A right to repair is long overdue but more than that when it comes to medical devices it's obvious battery replacement is going to be necessary and should be user accessible.
any company who locks medical device repair should be burned to the ground. and dont bullshit me about liabilities bla it is more likely cash grab which they get in the form of "extra care packages" or exorbitant repair prices charged after the guarantee period ends.
They just want him to get a new one... Why repair a $20 battery on a perfectly functioning device when you can force him to get a new $100,000 exoskeleton?
This is just more capitalist ghouls doing the only thing they know
It's four journalists who broke away from their former employers and started their own thing. It's ok to charge money to run a business. The quality of their work is top notch.
Update: He temporarily gained the ability to walk again after touching a spinning steel ball, despite the recovery not lasting he will still be competing in upcoming cross country horse race.
The CPAP lockout is something I went through. The company behind my CPAP does not allow you to get ANYTHING off the device. But there is an SD Card that you can get all the info you want from your old system. Its arbitrarily locked out.
You are also unable to repair anything on the device without insurance getting involved. And insurance is often at OEM prices (think 200+ for a basic mask). Thankfully, people have illegally added STLs/chips/parts/etc... online that you can basically reverse engineer the entire device nowadays. As long as you use medical safe materials, it saves you literally thousands of dollars. Ive replaced quite a few parts and the device is still working after many years of usage.
Like anything medically related in the US, it's our time to crack open our wallets and do our patriotic duty of paying half the nation.

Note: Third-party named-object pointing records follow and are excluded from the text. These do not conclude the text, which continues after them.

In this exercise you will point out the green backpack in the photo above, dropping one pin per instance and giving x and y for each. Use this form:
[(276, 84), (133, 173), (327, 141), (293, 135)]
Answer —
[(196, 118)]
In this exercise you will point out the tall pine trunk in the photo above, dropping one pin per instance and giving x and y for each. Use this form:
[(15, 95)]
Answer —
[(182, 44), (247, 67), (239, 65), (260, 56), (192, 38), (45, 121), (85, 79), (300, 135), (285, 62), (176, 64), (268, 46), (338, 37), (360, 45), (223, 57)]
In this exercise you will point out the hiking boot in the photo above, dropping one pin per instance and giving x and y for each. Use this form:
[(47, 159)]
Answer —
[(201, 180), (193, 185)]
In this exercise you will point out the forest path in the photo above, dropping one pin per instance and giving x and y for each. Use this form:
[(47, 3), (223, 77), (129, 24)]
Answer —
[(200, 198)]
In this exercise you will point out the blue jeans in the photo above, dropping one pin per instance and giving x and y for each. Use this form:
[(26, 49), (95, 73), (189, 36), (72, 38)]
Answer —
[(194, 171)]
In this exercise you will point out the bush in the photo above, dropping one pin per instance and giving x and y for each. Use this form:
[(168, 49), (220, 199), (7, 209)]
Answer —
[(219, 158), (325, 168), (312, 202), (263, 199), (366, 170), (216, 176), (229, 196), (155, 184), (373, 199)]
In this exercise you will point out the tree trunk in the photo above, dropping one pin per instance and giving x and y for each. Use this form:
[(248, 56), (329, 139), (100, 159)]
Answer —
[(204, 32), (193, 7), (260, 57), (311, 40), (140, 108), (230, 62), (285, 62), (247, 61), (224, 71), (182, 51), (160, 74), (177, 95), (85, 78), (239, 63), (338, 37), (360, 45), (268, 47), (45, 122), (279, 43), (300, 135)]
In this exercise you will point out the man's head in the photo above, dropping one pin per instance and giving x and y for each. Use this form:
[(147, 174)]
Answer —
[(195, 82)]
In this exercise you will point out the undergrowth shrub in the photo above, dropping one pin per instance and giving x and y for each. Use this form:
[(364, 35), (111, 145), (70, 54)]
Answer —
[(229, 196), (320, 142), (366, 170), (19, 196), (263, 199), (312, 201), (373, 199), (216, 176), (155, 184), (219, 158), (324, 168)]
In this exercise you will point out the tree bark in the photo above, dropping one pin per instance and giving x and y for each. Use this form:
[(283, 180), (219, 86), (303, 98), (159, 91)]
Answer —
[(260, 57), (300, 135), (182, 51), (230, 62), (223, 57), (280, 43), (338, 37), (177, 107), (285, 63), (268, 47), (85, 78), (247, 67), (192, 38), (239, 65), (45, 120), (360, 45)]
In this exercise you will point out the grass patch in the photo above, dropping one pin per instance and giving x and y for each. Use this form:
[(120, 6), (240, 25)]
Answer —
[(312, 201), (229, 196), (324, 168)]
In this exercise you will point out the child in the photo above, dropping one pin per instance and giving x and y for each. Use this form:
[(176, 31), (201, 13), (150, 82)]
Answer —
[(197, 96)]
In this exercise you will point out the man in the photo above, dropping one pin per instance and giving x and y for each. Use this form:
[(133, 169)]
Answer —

Like, if I want to talk to a doctor for 5 minutes, then it's my time to pay the all the insurance industry workers, and I have to pay my part of those 3 minutes long drug commercials you see on TV every ad break and before every YouTube video, and I have to pay all those people locking down the medical devices so that the users can't use their own data. This is my time to shine, I got to pay for all this because I talked to the doctor for 5 minutes. Also, hopefully in the end I have a few cents left over to give to the doctor.
When my mother died, I couldn't even donate her new and expensive insulin pump. Somebody needed to make money, it certainly wasn't me or the diabetic who might not have to buy one. I just wanted someone to have it who needed it and I didn't need the money. Somebody always needs to get paid, and somebody always needs to pay and jump through hoops.
Medical devices are required to comply with 21 CFR 820 in the United States, which establishes quality management standards. This includes minimum standards for the software development lifecycle, including software verification and validation testing.
In the EU, broadly equivalent standards include ISO 13485 and IEC 62304.
If an OEM wants to do a software update, they at minimum need to perform and document a change impact analysis, verification testing, and regression testing. Bigger changes can involve a new FDA submission process.
If you go around hacking new software features into your medical device, you are almost certainly not doing all of that stuff. That doesn't mean that your software changes are low quality--maybe, maybe not. But it would be completely unfair to hold your device to the standard that the FDA holds them to--that medical devices in the United States are safe and effective treatments for diseases.
This may be okay if you want to hack your own CPAP (usually a class II device) and never sell it to someone else. But I think we all need to acknowledge that there are some serious risks here.
Sure, there are risks, but if the alternatives are pony up $100k for a new exosuit, or just don't fucking walk again, I see why repair is an enticing option.
Yeah, I'm a big right to repair person. But medical equipment is a different level. This isn't just affecting yourself, if a tech screws up people die.